Let them solemnly take counsel with each other as to the means
Whereby the great human family can live in peace...
Each bearing after his own time the sacred impress, not of Caesar,
But of God -
In the name of womanhood and humanity, I earnestly ask
That a general congress of women without limit of nationality,
May be appointed and held at someplace deemed most convenient
And the earliest period consistent with its objects,
To promote the alliance of the different nationalities,
The amicable settlement of international questions,
The great and general interests of peace.


Soon forgotten, I have to say.
Sounds like it was after WWI when everyone said they never would.

 

Re: Mother's Day

Posted by yellowbird01 on May 10, 2009, at 17:06:10

In reply to Re: Mother's Day » yellowbird01, posted by Dinah on May 9, 2009, at 8:50:58

Well, I decided to opt for being the world's worst daughter and did nothing. Didnt send a card or anything. I know that it doesnt make me a bad person, but I sure feel guilty about it. At the same time, I'm okay with my decision. I meant to talk with my T about the upcoming mother's day last week and forgot... I guess I'll talk to her about it this week instead.

I would like a closer relationship with my mother.
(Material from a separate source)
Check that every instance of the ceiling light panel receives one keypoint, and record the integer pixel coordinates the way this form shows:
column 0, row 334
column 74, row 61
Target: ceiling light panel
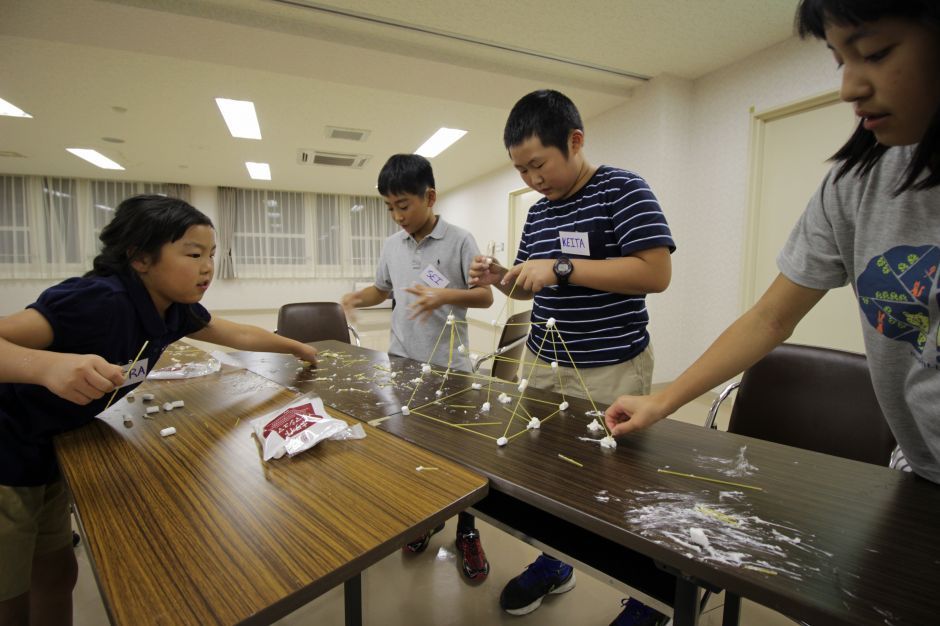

However, I dont think she wants it OR is capable of it... or both. I dont know. I am very confident that even if I tried, a close relationship likely wouldnt ever be possible. I think I've accepted a lot of things about my parents, but I do still have some anger towards them, and that it what makes me refuse to make any effort, even sending a card on mother's day.

Dinah, I think what you described about yourself and your relationship with your mother is the place I hope to get to one day. As you said, my mother was also a pretty good mother (best i can remember) when I was younger. Once I became an preteen/teen is when everything changed. I recognize that is represents her issues more than anything else, and accept that she truly may be unable to be any more than she was, but my emotional self hasnt quite caught up with that understanding.